Coaching is growing field of development for almost any area in a person’s life. Personal coaches help with anything from finances, relationships, life decisions, career choices, personal organization, and even parenting (King and Eaton, 1999, p. 145). Coaching is becoming a mainstay in the psyche of American professionals (King and Eaton, 1999, p. 145).
The process of coaching has differentiated itself from counseling and mentoring by taking place in work environments rather than simulation experiences, turning the focus on the learner learning rather than the coach teaching (Phillips, 1995, p. 5). Coaching is an open-ended process which analyses the present situation, defines the performance goal, elicits personal and extrapersonal resources, and implements a plan for achieving the goal (King and Eaton, 1999, p. 145).
Ethics is an area where leaders could benefit from entering into a coaching process with an ethical coach.

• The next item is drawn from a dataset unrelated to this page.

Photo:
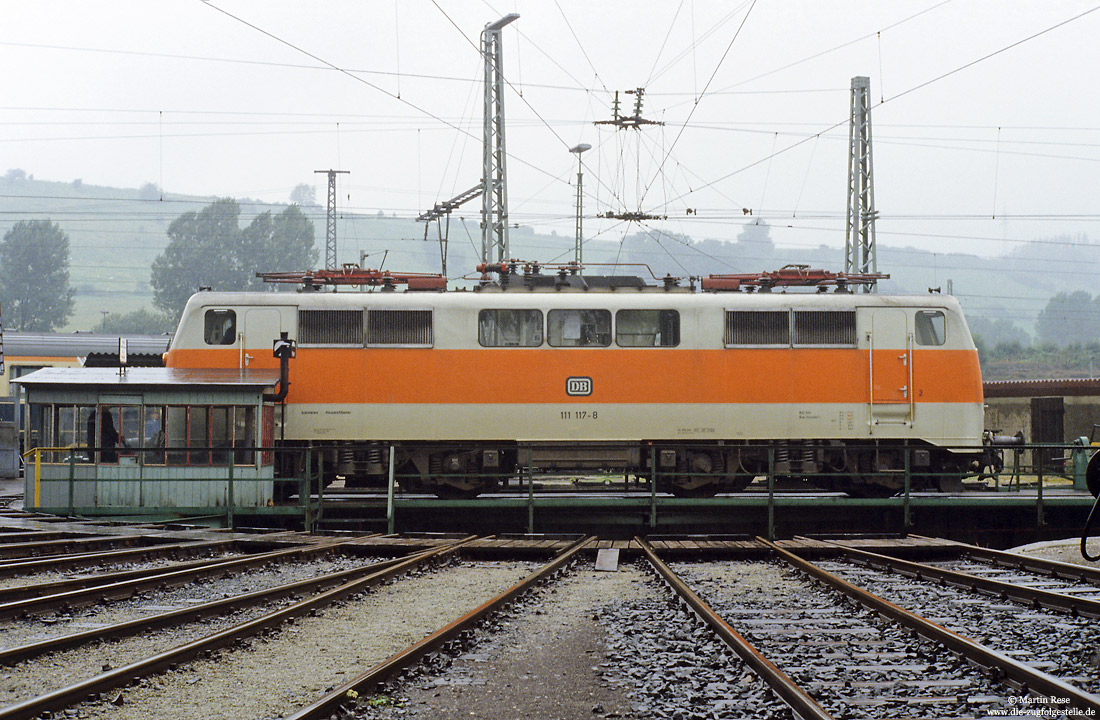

Every individual is a moral being engaging in patterns of behavior that contain a moral dimension (Fedler, 2006), and on a global scale there is major fallout from a series of unethical decisions and poor judgments from organizations and their leadership (Rossy, 2011, p. 35). Leaders who recognize and prevent potential ethical lapses more effectively will be positioned to avoid costly repercussions (Rossy, 2011, p. 35).
One of the coaching process that could be beneficial for leaders to engage in is learning how each person is responsible for their own contribution to the organization (King and Eaton, 1999, p. 146). Each leader’s personal and professional decisions, at the smallest level, can impact the success and reputation of the organization. With coaching, leaders can learn how to look at decision making through an ethical lens that will positively impact the organization as well as the leader’s personal life. Proverbs warns, “It is an abomination for [leaders] to commit wicked acts, for a throne is established on righteousness.” (Pr. 16:12)
Fedler, K. D. (2006). Exploring Christian Ethics: Biblical Foundations for Morality. Louisville, Ky: Westminster John Knox Press.
King, P., & Eaton, J. (1999). Coaching for results. Industrial and Commercial Training, 31(4), 145–151.
Phillips, R. (1995). Coaching for higher performance. Executive Development, 8(7), 5–7. Rossy, G. L. (2011). Five questions for addressing ethical dilemmas. Strategy & Leadership, 39(6), 35–42.